La seule et unique raison d’accorder un peu de notre "temps de cerveau disponible" à Atoman (2025), c’est qu’il s’agit ici du tout premier film de super-héros marocain de l'Histoire. Mais on ne va pas se mentir plus longtemps, dans les faits, le film n’a strictement aucun intérêt tant celui-ci s’avère particulièrement mauvais, tant dans le fond que dans la forme.
Côté scénario, c’est la douche froide et ça commence dès l’ouverture avec une intrigue à la mord-moi-le-noeud avec des élucubrations d’archéologues dont on se contrefout. Les scénaristes se sont évertués à écrire des dialogues faussement alambiqués, avec des termes pseudo techniques (la scène d’ouverture est WTF) afin de rendre crédible leur histoire, sauf qu’en contrepartie, ils étaient obligés de mettre des tirades sur-explicatives
(afin de s’assurer que le moindre teubé puisse comprendre de quoi il en retourne)
.
Concernant la mise en scène, on est clairement devant un sous-film de super-héros puisque ce dernier n’aura pas beaucoup l’occasion d’utiliser ses pouvoirs (en l’absence d’un budget adéquat (moins de 2M€), ils ne pouvaient pas se le permettre). On se retrouve donc devant un film de super-héros avec un protagoniste lambda qui se sert de ses pouvoirs qu’à de très rares moments. Enfin, il est important de signaler l’absence totale de rythme et il ne faudra pas compter sur le montage pour rattraper les dégâts (on a même droit à du slow motion pompé sur Matrix (1999), mais réalisé sous Tranxène).

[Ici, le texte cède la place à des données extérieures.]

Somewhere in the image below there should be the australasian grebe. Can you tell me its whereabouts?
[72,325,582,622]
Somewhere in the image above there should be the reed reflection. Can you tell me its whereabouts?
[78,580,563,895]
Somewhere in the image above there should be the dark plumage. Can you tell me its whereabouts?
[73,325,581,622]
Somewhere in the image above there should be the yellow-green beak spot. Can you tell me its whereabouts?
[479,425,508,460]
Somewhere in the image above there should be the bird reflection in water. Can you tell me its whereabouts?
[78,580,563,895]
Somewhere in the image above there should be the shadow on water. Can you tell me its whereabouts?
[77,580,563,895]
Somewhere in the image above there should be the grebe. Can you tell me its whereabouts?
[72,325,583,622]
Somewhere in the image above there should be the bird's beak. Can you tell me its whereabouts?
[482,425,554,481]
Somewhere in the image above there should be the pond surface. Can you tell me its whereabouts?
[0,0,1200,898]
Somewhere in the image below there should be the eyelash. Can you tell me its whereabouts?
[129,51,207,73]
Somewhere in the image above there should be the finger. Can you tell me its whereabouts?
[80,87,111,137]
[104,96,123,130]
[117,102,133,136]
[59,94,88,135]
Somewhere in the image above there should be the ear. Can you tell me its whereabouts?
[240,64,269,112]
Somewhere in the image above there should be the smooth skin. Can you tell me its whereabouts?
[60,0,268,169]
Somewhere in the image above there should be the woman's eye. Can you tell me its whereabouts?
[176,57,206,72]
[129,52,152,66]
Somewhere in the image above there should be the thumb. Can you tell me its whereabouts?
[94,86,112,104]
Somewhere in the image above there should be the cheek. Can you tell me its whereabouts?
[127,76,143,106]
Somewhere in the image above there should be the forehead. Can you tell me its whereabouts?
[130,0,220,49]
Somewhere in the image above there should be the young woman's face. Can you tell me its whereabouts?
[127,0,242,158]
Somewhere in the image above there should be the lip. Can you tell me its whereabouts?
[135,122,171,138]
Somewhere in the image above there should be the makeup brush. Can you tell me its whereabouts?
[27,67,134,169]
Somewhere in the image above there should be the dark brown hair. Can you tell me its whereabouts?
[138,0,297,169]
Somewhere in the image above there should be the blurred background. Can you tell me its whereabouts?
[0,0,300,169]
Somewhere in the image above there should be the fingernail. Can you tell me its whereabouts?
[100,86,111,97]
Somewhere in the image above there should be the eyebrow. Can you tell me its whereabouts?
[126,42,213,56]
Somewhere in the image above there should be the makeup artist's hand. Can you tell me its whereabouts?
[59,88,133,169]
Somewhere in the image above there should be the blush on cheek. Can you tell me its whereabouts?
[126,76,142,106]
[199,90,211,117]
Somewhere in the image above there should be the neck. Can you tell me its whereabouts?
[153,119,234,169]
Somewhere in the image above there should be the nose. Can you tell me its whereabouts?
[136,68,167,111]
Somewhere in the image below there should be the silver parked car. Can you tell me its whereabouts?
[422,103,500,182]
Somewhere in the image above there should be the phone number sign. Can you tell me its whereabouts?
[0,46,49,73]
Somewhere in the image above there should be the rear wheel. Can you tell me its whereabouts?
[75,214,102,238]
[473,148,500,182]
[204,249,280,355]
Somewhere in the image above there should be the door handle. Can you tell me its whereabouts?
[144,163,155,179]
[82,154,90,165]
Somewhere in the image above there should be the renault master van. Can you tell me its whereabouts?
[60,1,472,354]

Enfin, pour ce qui est de la distribution, on retrouve dans le rôle-titre un rappeur (Lartiste, Youssef Akdim de son vrai nom) qui tente tant bien que mal de nous faire passer la pilule mais on ne s’improvise pas acteur du jour au lendemain (c’est son premier film). A ses côtés, on retrouve (comme si c’était pas déjà suffisant) un autre rappeur du nom de Doudou Masta (Mamadou Doumbia) dans le rôle du bad guy (assez ridicule dans son restau japonais) face à Samy Naceri qui,
après avoir incarné le chef de la branche algérienne de Daesh (où il ressemblait plus à un livreur Uber Eats qu’à un terroriste) dans l’insipide Redemption Day (2021),
tente de noyer le poisson en incarnant ici le super vilain, sauf que sa prestation frise plus le ridicule qu’autre chose.
Bref, si le film à bénéficié d’une exploitation en salles dans son pays d’origine, on comprend mieux pourquoi il a échoué dans l’indifférence la plus totale sur Prime Video. Entre les dialogues affligeants et faussement badass, la abjecte, le sidekick et son humour lourdingue et l’absence totale de direction artistique, il n’y a absolument rien à sauver ici, même pas la scène post-crédit qui met en place le MCU (le Maroc Cinematic Universe).